Delivering quality patient care in a low resource setting in Jamaica
Nurse practitioners are providing front line care to individuals and groups with diabetes. The model has seen significant improvements in people’s understanding and control of diabetes. The model can be easily implemented in low resource settings.
In 2006, diabetes claimed the lives of more than 4,500 Jamaicans (The Gleaner 2018). It is estimated that 12% of the population of Jamaica have diabetes, a disease that is affecting the health and wellbeing of the nation, particularly in low resource areas.
Family Nurse Practitioner Heather McGrath is employed at the St James Public Health Service, which uses a Primary Health Care model and emphasises the importance of ‘Healthy Families Living in Healthy Communities’. The organisation’s goal is to safeguard the health of the residents of St James and provide and maintain facilities and conditions conducive to the promotion of health. The health service employs a range of healthcare professionals who offer maternal and child health, medical, mental and environmental health, nutrition, pharmacy, laboratory and dental services.
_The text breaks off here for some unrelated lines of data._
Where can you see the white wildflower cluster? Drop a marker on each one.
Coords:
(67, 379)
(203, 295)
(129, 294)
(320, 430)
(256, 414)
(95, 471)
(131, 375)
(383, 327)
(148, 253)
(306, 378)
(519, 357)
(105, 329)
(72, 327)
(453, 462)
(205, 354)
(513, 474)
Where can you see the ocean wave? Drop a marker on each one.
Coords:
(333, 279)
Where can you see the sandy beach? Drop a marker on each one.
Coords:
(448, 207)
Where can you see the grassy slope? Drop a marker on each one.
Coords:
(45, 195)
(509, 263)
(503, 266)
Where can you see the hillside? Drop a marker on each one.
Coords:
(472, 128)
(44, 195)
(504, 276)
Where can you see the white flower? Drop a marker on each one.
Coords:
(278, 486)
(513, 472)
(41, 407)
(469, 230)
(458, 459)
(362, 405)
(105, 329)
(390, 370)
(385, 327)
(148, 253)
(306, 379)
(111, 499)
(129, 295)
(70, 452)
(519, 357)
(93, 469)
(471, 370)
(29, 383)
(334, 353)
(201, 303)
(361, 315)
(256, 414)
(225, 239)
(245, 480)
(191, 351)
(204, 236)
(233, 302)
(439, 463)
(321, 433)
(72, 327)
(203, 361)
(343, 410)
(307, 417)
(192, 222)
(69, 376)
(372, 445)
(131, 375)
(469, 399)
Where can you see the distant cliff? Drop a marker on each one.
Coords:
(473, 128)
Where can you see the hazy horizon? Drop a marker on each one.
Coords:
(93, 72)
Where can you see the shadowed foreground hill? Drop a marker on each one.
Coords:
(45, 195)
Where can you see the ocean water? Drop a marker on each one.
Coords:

In addition, a Nurse Practitioner leads small group meetings with up to 12 people in the community, in which patients can discuss their clinical needs. As a result of these interventions more people are bringing their diabetes under control and are better educated about their condition.
Heather recognised the value of working with community-based organisations in an effort to improve the health outcomes of people living in low resource settings. As a patient advocate, she has provided her community with a voice in the development of diabetes services within her local area.